В последнее время он часто просыпался по ночам, и пробуждение его было легким — сон покидал его мгновенно; ему казалось даже, что будила его невольная дрожь век, щекотно набрякших холодом в остывшей за ночь хате. До того чутко он спал. Обычно он тихо, подолгу лежал, не желая пошевелиться или встать, и было приятно думать, что это так просто — взять да и встать с кровати, потому что никакой усталости он не чувствовал; была лишь умиротворенность и непонятная покорность чему-то, мысли о которой он так же, как и решение свое вставать или не вставать, откладывал на после. Было еще ощущение пустоты в голове и в сердце, но это было не острое ощущение, и не тревожило оно его. Днем он догадывался, что так касалась его своим крылом прозрачно-холодная вечность, а иначе — небытие. Но и днем это не пугало его.
Теперь было иначе: он проснулся сразу, но с каким-то усилием, и вместе с мыслью о пробуждении пришли еще не осознанные, остро чувствующиеся сожаление и тревога. И он испугался. Повеяло холодом от окна, и он почувствовал, как до неприятности остро начало проясняться в голове. Его обступили запахи, и опять же нестерпимо острые, и опять его пронизала тревога. Запахи не исчезали, а за ними пришли слабость и досада на себя — и стало душно: уже не прояснялось в голове, нудно и слабо стало постукивать в виски. И он уже не мог так лежать, ему захотелось встать, и, поднимаясь, он даже обрадовался, что отважился на это: он уже знал, что ему надо сделать.
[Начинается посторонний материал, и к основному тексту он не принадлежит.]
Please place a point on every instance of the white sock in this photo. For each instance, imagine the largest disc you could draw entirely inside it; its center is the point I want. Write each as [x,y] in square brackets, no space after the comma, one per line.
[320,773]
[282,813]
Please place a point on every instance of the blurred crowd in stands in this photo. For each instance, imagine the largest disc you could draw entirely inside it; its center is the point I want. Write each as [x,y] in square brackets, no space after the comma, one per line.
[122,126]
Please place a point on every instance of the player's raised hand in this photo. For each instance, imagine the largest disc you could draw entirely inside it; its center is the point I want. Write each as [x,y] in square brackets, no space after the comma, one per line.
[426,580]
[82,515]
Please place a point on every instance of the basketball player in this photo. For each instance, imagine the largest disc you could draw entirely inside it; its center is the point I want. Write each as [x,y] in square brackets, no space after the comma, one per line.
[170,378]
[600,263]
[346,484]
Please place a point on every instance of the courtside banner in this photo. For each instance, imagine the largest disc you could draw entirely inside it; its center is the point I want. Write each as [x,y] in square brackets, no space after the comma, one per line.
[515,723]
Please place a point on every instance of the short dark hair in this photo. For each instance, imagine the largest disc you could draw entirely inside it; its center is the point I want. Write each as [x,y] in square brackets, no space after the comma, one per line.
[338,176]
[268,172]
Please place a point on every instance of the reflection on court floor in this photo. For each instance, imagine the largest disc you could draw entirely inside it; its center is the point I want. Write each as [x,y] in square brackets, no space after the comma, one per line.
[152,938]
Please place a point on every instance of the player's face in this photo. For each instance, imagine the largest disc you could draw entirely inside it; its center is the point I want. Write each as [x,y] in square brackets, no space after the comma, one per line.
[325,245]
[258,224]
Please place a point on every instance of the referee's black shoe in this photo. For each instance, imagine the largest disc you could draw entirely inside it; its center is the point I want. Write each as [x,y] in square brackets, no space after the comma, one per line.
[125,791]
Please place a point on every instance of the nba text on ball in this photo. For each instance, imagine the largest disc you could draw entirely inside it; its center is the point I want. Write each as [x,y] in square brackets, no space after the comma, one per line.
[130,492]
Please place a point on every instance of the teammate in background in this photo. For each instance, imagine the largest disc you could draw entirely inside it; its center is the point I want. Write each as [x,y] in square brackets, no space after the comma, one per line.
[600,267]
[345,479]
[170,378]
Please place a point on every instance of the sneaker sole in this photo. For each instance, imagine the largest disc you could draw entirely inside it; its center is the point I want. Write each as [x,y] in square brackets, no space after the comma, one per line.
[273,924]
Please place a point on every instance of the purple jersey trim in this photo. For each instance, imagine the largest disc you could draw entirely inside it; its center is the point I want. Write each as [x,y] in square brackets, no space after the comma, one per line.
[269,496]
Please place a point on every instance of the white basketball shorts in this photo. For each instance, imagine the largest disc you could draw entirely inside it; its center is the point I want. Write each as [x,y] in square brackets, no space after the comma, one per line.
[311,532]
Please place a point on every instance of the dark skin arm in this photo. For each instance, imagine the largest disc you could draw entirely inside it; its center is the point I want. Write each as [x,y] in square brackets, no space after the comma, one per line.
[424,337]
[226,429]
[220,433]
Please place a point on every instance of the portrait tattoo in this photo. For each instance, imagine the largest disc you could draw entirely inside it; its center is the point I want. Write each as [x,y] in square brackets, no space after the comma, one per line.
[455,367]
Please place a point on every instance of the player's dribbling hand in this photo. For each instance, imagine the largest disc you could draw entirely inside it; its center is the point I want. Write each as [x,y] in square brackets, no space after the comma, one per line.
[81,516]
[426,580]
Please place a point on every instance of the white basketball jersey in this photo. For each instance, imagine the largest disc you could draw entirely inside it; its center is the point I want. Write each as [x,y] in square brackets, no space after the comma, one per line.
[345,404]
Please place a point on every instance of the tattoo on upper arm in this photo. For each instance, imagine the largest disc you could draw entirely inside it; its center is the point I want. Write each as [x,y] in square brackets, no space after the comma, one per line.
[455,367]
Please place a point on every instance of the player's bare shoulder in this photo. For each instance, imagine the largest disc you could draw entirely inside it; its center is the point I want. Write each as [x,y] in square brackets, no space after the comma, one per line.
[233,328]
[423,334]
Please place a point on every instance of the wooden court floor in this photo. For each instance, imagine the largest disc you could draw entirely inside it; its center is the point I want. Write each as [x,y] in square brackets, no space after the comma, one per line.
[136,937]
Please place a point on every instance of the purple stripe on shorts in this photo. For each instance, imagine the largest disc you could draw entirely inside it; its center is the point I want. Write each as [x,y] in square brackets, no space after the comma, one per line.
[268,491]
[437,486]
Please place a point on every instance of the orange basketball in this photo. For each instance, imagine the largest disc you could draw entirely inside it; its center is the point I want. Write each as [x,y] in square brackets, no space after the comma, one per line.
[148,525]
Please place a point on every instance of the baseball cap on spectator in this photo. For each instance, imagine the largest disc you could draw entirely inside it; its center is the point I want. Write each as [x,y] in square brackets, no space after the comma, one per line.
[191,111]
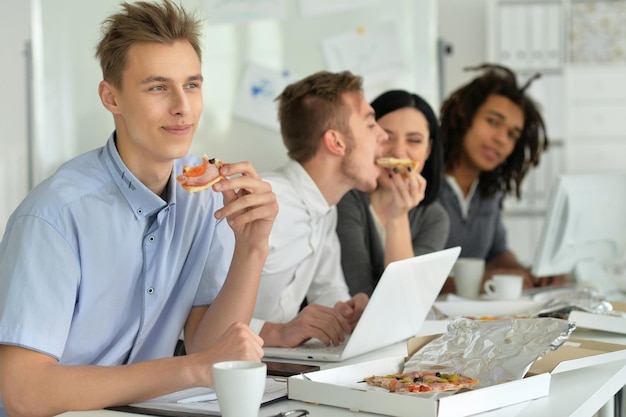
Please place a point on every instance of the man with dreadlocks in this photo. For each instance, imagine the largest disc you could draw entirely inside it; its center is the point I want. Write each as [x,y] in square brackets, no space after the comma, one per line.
[492,134]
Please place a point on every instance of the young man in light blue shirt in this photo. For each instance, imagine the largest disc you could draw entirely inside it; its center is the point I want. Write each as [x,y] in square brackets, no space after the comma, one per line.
[104,263]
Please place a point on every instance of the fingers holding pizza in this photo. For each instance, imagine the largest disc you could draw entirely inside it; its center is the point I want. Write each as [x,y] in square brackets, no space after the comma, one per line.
[250,205]
[406,183]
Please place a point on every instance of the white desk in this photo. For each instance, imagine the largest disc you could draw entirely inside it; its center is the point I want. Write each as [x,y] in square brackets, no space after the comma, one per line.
[579,393]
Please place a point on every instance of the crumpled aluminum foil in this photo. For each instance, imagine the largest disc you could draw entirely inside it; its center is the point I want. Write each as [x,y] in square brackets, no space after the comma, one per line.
[493,351]
[585,299]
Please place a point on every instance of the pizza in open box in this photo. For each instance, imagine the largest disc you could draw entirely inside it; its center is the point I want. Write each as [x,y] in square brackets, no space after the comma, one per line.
[422,381]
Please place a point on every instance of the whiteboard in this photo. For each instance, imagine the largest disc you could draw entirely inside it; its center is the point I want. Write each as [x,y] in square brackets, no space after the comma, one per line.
[291,38]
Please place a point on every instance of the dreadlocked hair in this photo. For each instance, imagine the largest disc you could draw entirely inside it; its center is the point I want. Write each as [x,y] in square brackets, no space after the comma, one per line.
[457,114]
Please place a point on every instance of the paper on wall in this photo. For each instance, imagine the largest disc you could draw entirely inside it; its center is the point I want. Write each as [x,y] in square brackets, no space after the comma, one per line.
[373,53]
[257,91]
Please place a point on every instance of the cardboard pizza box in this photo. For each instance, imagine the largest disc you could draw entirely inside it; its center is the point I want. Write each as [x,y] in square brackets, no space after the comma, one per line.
[343,387]
[573,354]
[576,354]
[602,322]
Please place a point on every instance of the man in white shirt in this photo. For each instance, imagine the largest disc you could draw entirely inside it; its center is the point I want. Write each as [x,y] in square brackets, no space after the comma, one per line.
[333,141]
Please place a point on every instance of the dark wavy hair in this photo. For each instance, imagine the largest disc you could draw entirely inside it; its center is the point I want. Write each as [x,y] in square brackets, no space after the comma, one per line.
[393,100]
[457,115]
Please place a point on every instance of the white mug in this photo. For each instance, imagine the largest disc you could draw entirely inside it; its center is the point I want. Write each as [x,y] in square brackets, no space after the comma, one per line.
[468,274]
[504,287]
[239,386]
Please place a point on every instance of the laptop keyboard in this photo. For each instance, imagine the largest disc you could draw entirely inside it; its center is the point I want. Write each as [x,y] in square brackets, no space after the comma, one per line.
[317,345]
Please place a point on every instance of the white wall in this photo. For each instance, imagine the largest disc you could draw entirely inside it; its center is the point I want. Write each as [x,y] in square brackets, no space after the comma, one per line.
[70,120]
[14,32]
[463,24]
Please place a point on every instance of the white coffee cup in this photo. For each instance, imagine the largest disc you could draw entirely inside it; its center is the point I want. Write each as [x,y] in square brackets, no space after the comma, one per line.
[468,275]
[504,287]
[239,386]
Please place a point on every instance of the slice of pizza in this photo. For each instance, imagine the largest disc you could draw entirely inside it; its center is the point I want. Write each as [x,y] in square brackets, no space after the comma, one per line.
[422,381]
[201,177]
[401,164]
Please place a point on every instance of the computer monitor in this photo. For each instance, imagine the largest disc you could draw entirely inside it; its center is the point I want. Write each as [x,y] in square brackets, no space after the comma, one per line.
[584,231]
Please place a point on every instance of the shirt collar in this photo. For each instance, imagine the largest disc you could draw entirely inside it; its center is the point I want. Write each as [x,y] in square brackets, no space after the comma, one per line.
[140,198]
[464,202]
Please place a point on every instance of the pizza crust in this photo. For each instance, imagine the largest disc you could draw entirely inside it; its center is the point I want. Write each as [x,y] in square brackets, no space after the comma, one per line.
[422,381]
[401,164]
[201,177]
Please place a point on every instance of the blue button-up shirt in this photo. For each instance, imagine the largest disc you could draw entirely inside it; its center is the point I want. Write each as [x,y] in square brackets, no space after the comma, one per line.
[97,269]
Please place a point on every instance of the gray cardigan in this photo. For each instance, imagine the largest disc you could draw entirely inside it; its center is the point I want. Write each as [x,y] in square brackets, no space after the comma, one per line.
[362,255]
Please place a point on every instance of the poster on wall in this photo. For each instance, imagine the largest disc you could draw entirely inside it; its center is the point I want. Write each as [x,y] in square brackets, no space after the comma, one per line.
[372,52]
[234,11]
[258,89]
[310,8]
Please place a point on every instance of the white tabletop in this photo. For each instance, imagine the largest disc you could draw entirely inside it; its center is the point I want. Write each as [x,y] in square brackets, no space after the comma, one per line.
[581,392]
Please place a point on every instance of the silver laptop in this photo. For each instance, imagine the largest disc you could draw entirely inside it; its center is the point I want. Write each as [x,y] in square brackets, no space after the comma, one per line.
[396,311]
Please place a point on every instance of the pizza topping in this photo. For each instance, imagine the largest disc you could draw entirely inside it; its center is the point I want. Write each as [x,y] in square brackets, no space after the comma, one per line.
[418,381]
[397,164]
[200,177]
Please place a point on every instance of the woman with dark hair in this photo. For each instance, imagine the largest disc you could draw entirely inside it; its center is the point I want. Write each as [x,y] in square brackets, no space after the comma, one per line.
[492,134]
[402,217]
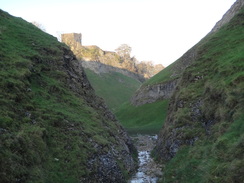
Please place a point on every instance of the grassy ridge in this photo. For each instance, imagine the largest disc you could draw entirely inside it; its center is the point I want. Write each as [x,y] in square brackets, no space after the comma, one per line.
[144,119]
[216,79]
[48,129]
[115,88]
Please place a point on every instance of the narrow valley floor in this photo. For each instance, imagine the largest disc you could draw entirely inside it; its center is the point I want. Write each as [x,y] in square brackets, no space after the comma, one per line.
[149,171]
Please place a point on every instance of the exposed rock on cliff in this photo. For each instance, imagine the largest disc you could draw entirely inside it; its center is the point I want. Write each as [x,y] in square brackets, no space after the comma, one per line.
[94,53]
[152,93]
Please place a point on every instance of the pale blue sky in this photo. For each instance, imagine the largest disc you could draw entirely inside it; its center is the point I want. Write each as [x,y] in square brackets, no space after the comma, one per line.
[157,30]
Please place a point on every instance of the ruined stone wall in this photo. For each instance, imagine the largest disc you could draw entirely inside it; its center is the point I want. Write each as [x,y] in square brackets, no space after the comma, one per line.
[71,38]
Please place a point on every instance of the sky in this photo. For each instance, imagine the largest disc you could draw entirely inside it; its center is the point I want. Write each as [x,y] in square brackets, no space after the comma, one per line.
[157,30]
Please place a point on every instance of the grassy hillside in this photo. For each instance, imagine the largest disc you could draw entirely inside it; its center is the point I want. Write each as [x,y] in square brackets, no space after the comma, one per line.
[115,88]
[204,129]
[52,126]
[144,119]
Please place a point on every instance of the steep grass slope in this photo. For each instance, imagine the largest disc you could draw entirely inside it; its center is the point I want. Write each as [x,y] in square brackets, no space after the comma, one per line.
[202,137]
[53,128]
[115,88]
[144,119]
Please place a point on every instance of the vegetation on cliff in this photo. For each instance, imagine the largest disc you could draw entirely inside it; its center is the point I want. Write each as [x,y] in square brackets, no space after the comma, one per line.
[144,119]
[53,128]
[115,88]
[202,137]
[120,59]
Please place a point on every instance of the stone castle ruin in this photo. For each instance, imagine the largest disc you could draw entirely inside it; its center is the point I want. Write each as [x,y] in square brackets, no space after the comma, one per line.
[71,38]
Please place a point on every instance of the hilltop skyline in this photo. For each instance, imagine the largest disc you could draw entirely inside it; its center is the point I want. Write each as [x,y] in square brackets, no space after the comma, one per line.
[158,31]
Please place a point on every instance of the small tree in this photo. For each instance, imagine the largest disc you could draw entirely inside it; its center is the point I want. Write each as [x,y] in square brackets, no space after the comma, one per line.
[124,51]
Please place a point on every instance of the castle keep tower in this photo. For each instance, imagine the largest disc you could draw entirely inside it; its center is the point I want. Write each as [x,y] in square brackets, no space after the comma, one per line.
[71,38]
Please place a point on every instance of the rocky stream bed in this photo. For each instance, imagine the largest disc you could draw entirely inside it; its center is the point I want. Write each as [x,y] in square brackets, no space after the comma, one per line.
[149,171]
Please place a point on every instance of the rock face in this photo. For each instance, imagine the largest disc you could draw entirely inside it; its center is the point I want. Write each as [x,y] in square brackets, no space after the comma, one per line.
[152,93]
[110,58]
[100,68]
[53,127]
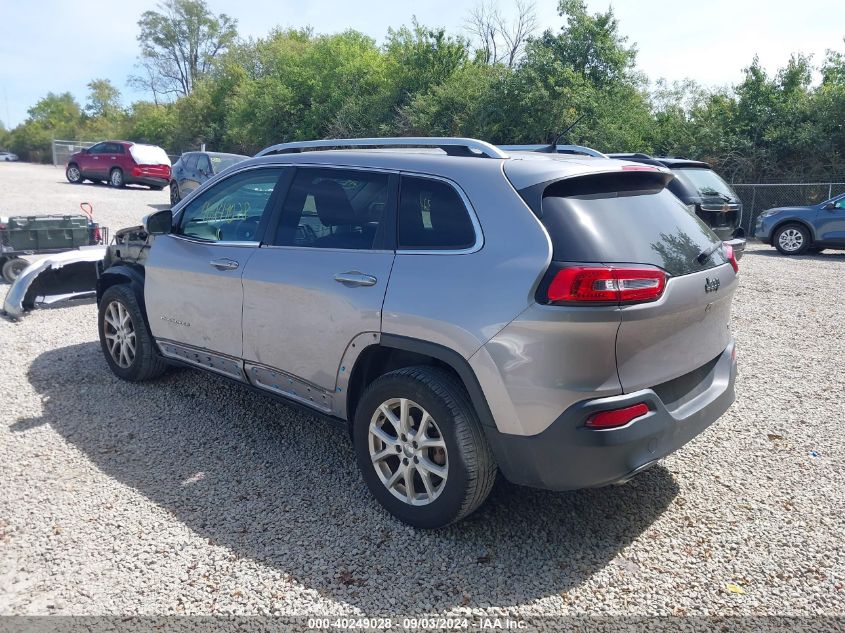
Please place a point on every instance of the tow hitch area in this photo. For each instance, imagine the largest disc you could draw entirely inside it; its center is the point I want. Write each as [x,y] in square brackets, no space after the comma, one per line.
[74,244]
Редкие серые потемки, заполнившие боковушку, казались ему дымчатыми и душными; он глянул на окно — оно было мутновато-сине; легкие, зыбкие тени струились по стеклу и пугливо трепетали. Свет и тень как бы наступали одно на другое, только нельзя было разобрать, то ли мрак залегал и становился глуше за окном, то ли свет прогонял серую мглу. Какой час ночи был на дворе, дед Михалка не знал. Он лишь догадывался, что до утра еще далеко.
Он ступил на пол. Холодный, очень холодный был пол, как показалось ему, но так показалось лишь поначалу: ногам сразу же стало тепло, даже горячо, и заныло под коленками. Он знал, что это не от простуды, и потому не боялся стоять босиком на полу. Поискал и нашел возле припечка старые валенки, обул их на босу ногу, нашел и надел старый свой кожух, порванный под мышками, и, пораздумав, осторожно и тихо пошел на ту половину хаты, где спала дочка с Иванкой. Тут он осмотрелся. И здесь стояли серые потемки, немногим светлее, чем в боковушке; яснее трепетали на окнах тени, и было даже видно, как на дворе, мутновато поблескивая в лунном свете, грустно осыпались, порхали мелкие снежинки.